Young children today are impressionable. They form habits based on what they see and hear others around them do or say. As Television and other media devices become more available to children, this means that they gather information from a wider variety of sources. Though, the information they gather from these sources may not be in the best interests of young children.

 

In my classmate’s post regarding the reading journal prompt “Kids and T.V.”, Morgan Manuel has found an article that expresses some of her mutual concerns about the negative effects television has on young children as they form habits in the early stages of their lives.

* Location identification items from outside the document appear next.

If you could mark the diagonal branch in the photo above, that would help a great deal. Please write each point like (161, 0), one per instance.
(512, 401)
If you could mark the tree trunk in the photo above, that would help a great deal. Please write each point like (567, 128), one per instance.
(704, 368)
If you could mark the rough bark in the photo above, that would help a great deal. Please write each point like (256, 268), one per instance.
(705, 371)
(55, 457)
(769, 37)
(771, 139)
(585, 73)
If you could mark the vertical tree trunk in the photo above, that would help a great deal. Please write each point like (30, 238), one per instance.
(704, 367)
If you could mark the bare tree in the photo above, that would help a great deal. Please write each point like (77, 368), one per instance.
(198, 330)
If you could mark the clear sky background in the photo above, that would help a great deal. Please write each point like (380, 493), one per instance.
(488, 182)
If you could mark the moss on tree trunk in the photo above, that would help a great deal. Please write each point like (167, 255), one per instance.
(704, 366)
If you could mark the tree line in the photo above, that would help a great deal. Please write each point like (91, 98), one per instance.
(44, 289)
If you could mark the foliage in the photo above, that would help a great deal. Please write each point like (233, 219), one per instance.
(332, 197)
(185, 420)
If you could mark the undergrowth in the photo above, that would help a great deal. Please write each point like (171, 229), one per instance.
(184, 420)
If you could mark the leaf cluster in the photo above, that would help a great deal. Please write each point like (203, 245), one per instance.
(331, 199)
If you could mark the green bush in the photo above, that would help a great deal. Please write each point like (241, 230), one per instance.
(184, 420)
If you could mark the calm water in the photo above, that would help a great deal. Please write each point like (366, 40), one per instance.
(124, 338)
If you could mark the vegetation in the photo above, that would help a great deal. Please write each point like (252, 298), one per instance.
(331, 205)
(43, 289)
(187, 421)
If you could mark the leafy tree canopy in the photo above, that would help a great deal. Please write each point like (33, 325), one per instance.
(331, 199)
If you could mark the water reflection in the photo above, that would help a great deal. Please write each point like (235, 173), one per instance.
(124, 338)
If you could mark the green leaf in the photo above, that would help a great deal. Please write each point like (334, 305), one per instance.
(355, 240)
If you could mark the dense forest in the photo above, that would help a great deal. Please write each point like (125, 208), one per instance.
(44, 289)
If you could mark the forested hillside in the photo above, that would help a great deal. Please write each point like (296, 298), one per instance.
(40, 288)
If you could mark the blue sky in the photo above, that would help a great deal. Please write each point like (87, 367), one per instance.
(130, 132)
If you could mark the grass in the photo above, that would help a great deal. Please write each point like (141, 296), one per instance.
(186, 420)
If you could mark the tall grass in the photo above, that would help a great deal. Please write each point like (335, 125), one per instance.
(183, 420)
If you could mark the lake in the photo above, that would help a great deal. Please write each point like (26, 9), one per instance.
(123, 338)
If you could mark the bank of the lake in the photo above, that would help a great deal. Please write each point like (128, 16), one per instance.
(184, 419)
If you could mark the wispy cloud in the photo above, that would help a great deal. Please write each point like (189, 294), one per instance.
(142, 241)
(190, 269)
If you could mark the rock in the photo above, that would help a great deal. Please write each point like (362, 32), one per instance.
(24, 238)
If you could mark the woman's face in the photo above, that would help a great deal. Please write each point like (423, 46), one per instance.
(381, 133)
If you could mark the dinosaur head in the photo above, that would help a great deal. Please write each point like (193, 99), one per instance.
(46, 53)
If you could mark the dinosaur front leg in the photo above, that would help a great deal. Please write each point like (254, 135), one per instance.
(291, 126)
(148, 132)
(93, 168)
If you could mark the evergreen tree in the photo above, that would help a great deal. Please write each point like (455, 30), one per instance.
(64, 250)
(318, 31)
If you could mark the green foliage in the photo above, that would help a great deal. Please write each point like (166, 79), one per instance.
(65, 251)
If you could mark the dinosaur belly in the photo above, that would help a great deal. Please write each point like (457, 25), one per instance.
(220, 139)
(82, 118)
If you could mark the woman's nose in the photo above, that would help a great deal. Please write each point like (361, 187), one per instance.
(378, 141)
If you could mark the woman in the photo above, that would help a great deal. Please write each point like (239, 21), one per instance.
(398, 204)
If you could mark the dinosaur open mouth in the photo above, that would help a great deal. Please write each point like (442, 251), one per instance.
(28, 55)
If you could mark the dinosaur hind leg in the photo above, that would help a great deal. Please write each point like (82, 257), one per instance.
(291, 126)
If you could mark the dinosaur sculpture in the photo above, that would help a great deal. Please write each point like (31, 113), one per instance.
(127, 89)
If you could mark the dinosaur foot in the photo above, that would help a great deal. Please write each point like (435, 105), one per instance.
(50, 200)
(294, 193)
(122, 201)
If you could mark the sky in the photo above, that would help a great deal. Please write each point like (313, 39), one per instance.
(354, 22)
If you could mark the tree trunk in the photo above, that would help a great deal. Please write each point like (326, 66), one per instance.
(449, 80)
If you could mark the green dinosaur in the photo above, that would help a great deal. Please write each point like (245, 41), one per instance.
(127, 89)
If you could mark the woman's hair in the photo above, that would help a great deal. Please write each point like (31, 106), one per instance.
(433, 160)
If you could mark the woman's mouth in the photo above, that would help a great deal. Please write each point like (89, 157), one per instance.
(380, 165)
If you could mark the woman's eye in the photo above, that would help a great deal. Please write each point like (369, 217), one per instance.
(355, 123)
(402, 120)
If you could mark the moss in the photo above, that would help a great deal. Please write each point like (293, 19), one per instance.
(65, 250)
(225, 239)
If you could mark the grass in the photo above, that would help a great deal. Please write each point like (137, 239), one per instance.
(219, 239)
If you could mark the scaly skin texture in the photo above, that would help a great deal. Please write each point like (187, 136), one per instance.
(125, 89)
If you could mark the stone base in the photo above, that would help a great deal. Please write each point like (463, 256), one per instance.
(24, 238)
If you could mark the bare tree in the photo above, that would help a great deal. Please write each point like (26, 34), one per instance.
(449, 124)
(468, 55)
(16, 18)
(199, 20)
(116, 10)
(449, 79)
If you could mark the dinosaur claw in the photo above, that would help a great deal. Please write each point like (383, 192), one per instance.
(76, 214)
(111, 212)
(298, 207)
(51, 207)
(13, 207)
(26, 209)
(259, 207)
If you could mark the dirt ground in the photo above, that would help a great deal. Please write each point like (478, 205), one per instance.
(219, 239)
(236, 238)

Her main worries she shares with the author of the article are (1) that television conveys a message of violence toward young minds and can potentially be imitated, (2) the presence of sexual content exposed in certain television programs and (3) that children form unhealthy habits or become lazy as a direct result of watching too much television.

 

Morgan has connected her points to examples present in Ray Bradburry’s The Veldt in the course reading packet. She makes valid points about how the violence present in television today is related to the violent acts experienced in the futuristic house, the setting of Bradburry’s short story. Also, Morgan also points out the effects of laziness that television has on children when she connects the laziness and dependence on the nursery that has driven the children in the story to murder their parents to ensure the safety of their lazy ways. The children are disrespectful, defiant, and even harmful to their parents.  Although I could not find instances of sexual behavior blatantly expressed in the text, Bradburry explains that the electronic room in the story became a channel towards destructive thoughts for the children (167).